Long before national chains, pharmacists like Milner were considered jack of all trades. Entering Milner's store was one-stop shopping for everything from paint and windows to soap and medicine.

The downtown shop was a popular hub for socializing, ordering a sandwich at the store counter and drinking a limeade, said longtime Shoals resident Grace Rutledge.

She said she spent a lot of time at the Milner shop, taking advantage of its close proximity to Rogers Department Store, where she worked several years ago. In grade school, one of her teachers was one of Milner's daughters, Miss Josie.

"Back then, people weren't much into going to doctors, so it was a popular place," said Rutledge, who is now 76.

Rutledge and her husband, Homer, now shop at the Milner-Rushing store on Avalon Avenue in Muscle Shoals.

"They know my name," Homer Rutledge said. "They treat me like a person, not just someone walking into a store."

The Rushing name was added to the business as result of a merger.

In 1964, Kermit Rushing and his son opened Rushing Drugs in the Four Lane Shopping Center in Florence. Six years later, Al Hawthorn bought the Milner store in downtown Florence and the Rushing pharmacy, combining them in the Four Lane Shopping Center.

Five years out of pharmacy school, Lawson bought the business in 1977. In the early days, he ran the business with his wife and a clerk.

Now employing about 40 people, Lawson has expanded three times and oversees four Milner Rushing pharmacies in the Shoals. The expansions occurred in the 1990s when national pharmacy chains were battling for customers, buying each other out and going bankrupt in some cases.

Lawson said he had his share of offers to sell to larger companies, with the promise of him walking away with some serious retirement money. But thoughts of his family and longtime employees kept him from selling.

For Lawson, the decision to keep the business in the family was an easy one, especially when he watched his son, Jeff, become a pharmacist.

Jeff Lawson was barely tall enough to reach his father's knees when he began visiting the pharmacy. Now, he gets visits at work from his 14-month-old daughter.

"That's the main reason I am not going to sell," Lawson said. "When I come to work, we are a family; we cry together, we laugh together."

It wasn't a profession involving stacking boxes of aspirin on a shelf. Milner, like other druggists, made a living concocting recipes for headaches and other ailments.

In a newspaper advertisement from 1861, drugs that people check off their grocery lists included powerful narcotics like quinine, morphine and opium.

Milner, whose notes and frail ledger of his prescriptions still survive, brewed colognes, hair tonics and stomachache medicine for his customers. One existing note details ingredients for Milner's Talcum Powder, calling for 19 ounces of talcum, 2 ounces of boracic acid, violet extract and zinc oxide.

But Milner's story dates to 18th century England, the home of his parents, James and Hannah B. Milner. The couple was born in England before the turn of the century and died in Lauderdale County.

They came to America in the 1840s with their five children -- Issac, Sarah Margaret, Mary, Joseph and Samuel.

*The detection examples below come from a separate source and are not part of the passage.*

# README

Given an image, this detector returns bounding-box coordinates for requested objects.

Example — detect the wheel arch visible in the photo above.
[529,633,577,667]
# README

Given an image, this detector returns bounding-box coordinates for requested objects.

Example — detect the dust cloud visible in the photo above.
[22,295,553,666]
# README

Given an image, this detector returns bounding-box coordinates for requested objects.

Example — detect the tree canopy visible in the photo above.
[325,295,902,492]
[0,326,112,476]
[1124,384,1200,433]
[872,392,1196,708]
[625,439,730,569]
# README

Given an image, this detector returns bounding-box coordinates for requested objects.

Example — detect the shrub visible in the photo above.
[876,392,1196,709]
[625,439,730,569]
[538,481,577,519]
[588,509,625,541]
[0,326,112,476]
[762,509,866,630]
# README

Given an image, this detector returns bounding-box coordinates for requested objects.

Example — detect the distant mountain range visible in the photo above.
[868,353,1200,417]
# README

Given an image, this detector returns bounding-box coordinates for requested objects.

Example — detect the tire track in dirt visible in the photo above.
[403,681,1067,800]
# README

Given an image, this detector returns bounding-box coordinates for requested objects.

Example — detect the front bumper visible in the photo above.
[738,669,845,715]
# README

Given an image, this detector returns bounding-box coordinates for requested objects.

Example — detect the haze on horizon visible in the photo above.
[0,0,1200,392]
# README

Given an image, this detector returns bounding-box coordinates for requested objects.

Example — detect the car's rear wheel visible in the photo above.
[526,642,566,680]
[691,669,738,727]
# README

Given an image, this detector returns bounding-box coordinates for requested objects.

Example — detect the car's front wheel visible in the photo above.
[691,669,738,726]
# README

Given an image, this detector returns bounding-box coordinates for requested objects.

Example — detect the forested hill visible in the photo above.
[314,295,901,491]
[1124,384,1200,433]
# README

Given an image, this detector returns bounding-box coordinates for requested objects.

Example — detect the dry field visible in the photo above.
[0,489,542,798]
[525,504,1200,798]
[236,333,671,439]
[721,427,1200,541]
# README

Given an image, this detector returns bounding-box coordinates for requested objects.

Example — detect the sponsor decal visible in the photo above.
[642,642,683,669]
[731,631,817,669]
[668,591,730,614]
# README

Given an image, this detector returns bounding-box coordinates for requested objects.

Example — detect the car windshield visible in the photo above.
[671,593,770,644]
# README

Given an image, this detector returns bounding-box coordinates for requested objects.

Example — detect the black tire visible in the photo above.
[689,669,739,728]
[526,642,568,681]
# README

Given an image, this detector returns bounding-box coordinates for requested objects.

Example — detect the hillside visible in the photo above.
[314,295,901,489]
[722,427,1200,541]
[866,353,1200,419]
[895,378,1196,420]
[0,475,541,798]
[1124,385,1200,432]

While the family lived shortly in Holly Springs, Miss., before moving to Lauderdale County, Joseph Milner sought his fortune in the gold rush of California.

Milner arrived in Florence in 1853 and started the Milner Drug Store, which remained in his family for nearly a century. After several owners, the store exists as Milner Rushing Drugs.

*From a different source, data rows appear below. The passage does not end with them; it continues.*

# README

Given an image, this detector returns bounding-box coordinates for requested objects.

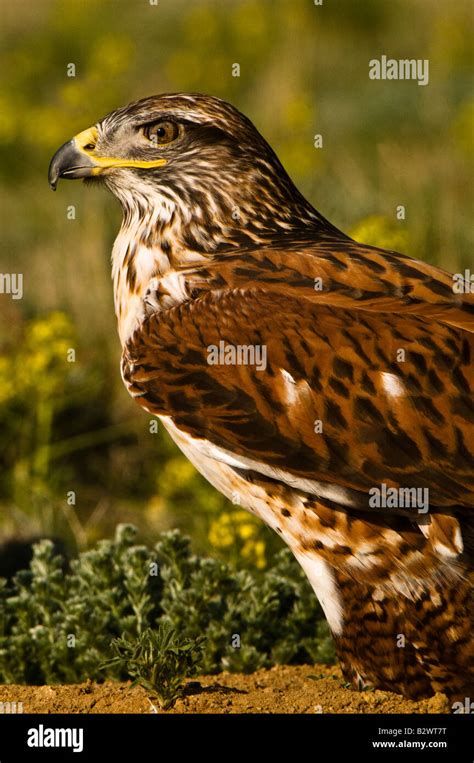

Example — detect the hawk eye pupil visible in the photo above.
[143,122,179,145]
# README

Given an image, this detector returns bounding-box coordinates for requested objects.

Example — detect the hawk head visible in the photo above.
[49,93,334,251]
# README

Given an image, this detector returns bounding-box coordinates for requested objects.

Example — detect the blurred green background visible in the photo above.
[0,0,474,568]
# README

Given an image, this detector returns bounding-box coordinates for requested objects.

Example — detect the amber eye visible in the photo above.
[143,122,179,146]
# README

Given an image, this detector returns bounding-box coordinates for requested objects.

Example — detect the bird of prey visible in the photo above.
[49,93,474,698]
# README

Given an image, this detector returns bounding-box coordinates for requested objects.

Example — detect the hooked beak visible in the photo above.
[48,127,166,191]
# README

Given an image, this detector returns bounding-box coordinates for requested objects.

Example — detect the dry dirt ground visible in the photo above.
[0,665,451,713]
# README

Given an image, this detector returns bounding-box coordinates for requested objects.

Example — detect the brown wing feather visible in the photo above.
[123,284,474,507]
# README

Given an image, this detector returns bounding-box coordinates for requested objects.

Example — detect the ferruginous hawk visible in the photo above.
[49,93,474,698]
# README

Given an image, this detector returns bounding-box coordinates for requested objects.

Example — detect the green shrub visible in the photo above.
[101,625,205,710]
[0,525,334,684]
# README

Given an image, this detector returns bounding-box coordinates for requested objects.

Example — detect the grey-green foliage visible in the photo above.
[101,623,206,710]
[0,525,334,684]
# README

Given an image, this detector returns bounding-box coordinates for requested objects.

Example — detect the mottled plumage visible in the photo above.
[50,94,474,698]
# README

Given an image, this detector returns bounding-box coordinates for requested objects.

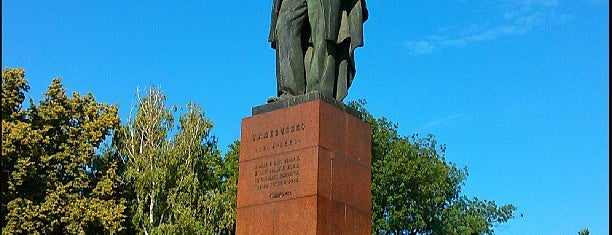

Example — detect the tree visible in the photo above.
[1,69,126,234]
[117,87,233,234]
[350,101,516,235]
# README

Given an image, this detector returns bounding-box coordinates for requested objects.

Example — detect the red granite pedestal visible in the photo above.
[236,96,372,235]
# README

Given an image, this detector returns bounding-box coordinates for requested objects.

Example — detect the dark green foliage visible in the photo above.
[116,88,236,234]
[2,69,126,234]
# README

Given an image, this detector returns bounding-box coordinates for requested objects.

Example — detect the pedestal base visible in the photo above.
[236,95,372,235]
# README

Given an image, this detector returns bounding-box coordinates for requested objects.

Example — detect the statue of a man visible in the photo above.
[268,0,368,102]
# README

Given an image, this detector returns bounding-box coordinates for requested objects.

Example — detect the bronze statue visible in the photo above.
[268,0,368,102]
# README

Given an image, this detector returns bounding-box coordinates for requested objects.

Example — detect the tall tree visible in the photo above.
[351,102,516,235]
[2,69,126,234]
[117,87,231,234]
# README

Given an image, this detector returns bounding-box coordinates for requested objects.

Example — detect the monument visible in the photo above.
[236,0,372,235]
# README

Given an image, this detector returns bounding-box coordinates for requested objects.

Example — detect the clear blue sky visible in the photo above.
[2,0,610,234]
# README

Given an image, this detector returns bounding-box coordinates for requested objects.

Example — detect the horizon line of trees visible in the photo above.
[0,68,524,235]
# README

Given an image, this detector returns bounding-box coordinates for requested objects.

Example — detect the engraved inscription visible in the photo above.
[255,138,302,152]
[270,191,291,199]
[251,123,306,142]
[255,156,300,190]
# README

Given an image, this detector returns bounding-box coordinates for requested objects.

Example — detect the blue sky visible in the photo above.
[2,0,610,234]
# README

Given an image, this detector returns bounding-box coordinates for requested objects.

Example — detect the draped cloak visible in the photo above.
[268,0,368,100]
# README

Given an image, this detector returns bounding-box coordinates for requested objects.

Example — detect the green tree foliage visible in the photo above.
[1,69,126,234]
[351,102,516,234]
[117,87,235,234]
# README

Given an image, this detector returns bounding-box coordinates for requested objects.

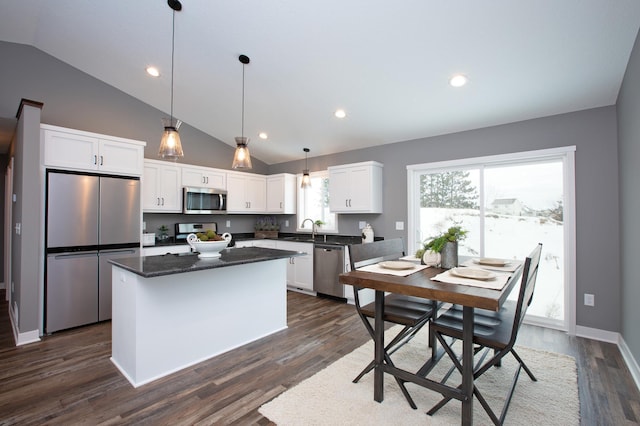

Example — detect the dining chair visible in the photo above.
[427,244,542,425]
[349,238,436,409]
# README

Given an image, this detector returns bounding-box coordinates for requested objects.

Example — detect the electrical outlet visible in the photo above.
[584,293,596,306]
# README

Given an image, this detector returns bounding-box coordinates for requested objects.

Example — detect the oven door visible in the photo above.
[182,187,227,214]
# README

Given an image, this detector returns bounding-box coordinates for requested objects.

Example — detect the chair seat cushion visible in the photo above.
[361,294,433,326]
[431,300,517,348]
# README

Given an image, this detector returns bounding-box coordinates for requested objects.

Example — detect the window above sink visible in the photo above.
[296,170,338,234]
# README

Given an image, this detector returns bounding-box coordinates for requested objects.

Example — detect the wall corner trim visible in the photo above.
[9,302,40,346]
[618,336,640,396]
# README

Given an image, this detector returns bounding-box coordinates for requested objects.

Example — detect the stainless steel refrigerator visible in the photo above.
[45,171,141,333]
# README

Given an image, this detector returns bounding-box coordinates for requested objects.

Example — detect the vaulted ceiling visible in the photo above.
[0,0,640,164]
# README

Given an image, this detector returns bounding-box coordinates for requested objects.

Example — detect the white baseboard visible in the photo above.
[576,325,620,345]
[9,302,40,346]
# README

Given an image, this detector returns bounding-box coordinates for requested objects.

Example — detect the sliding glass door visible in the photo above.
[408,149,575,329]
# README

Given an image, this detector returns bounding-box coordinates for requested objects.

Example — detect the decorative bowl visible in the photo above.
[187,232,231,259]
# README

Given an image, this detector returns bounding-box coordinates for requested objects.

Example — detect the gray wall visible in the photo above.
[617,30,640,360]
[269,106,620,331]
[0,42,267,173]
[0,43,621,338]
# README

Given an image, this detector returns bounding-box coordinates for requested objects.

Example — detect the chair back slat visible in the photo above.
[349,238,404,270]
[510,244,542,345]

In 1860, Milner married Margaret Ann Woodell and built their home on Seminary Street.

The couple's four children, Mary Letitia, James Woodall, Annie and Josephine, never married.

James Milner was active in the business, with the pharmacy at one point changing its name to Joseph Milner and Son.

His daughters, Mary and Josephine -- or Josie as her family called her -- were the last members of the Milner family to own the longtime downtown Florence business.